2021-04-13T04:00:01+02:00: no data changes
2021-04-13T04:00:01+02:00: re-sync snapshot "ct/129/2021-04-11T21:00:15Z" done
2021-04-13T04:00:01+02:00: percentage done: 4.24% (0 of 22 groups, 14 of 15 group snapshots)
2021-04-13T04:00:01+02:00: sync snapshot "ct/129/2021-04-12T21:00:23Z"
2021-04-13T04:00:01+02:00: sync archive pct.conf.blob
2021-04-13T04:00:01+02:00: sync archive root.pxar.didx
2021-04-13T04:12:53+02:00: percentage done: 4.55% (0 of 22 groups, 15 of 15 group snapshots)

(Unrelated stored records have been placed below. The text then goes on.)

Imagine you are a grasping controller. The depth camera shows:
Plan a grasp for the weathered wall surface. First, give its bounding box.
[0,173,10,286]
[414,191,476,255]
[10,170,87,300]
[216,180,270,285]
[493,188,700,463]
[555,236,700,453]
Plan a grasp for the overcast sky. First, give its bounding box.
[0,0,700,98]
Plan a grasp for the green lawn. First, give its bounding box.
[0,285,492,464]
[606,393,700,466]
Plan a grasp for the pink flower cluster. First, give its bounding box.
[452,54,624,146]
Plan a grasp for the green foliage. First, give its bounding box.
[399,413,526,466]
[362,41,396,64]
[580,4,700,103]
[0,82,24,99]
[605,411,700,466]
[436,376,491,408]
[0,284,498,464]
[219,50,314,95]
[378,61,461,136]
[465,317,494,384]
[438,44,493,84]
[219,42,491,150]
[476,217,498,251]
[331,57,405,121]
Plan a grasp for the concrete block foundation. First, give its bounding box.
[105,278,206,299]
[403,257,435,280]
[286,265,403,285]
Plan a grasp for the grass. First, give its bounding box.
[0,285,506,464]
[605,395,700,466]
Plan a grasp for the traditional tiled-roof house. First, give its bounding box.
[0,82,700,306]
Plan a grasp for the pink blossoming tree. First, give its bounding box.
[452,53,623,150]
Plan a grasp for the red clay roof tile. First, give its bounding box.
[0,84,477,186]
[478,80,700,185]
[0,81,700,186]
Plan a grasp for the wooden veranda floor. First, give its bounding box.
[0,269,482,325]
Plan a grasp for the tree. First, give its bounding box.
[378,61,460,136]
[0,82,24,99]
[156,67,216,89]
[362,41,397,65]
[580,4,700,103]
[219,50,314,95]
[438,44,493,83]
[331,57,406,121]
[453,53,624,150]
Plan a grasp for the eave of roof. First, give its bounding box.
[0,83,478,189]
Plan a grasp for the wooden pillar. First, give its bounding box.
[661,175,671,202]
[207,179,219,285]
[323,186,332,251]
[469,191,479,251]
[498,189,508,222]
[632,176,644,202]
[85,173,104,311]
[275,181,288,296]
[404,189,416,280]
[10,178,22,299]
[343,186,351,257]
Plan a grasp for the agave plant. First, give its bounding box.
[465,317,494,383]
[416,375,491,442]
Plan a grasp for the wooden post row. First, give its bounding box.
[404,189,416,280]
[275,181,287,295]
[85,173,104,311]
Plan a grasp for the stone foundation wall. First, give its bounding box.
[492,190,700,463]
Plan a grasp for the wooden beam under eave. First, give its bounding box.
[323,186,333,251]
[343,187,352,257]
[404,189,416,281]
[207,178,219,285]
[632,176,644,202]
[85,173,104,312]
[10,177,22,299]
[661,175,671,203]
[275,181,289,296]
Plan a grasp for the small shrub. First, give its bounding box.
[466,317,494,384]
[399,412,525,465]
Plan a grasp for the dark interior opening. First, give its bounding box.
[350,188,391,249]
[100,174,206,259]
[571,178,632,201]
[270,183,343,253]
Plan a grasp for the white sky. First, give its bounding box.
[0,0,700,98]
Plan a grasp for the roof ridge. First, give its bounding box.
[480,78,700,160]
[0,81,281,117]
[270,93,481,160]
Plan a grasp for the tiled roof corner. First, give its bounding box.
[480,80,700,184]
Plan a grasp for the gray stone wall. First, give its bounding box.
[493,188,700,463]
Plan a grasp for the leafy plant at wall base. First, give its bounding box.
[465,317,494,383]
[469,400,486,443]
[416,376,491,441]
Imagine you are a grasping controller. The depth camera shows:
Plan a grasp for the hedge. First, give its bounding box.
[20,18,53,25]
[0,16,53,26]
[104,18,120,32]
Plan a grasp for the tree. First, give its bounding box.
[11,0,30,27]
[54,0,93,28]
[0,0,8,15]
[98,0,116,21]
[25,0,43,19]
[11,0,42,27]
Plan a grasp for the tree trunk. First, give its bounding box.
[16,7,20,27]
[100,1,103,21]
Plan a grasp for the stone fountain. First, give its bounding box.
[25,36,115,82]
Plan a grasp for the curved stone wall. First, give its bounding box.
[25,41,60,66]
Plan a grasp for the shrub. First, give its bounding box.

2021-04-13T04:12:53+02:00: sync group ct/129 failed - broken pipe
2021-04-13T04:12:53+02:00: re-sync snapshot "ct/130/2021-04-11T22:09:24Z"
2021-04-13T04:12:53+02:00: no data changes
2021-04-13T04:12:53+02:00: re-sync snapshot "ct/130/2021-04-11T22:09:24Z" done
2021-04-13T04:12:53+02:00: percentage done: 8.79% (1 of 22 groups, 14 of 15 group snapshots)
2021-04-13T04:12:53+02:00: sync snapshot "ct/130/2021-04-12T22:09:14Z"
2021-04-13T04:12:53+02:00: sync archive pct.conf.blob
2021-04-13T04:12:53+02:00: sync archive root.pxar.didx
2021-04-13T04:13:01+02:00: downloaded 235033279 bytes (29.31 MiB/s)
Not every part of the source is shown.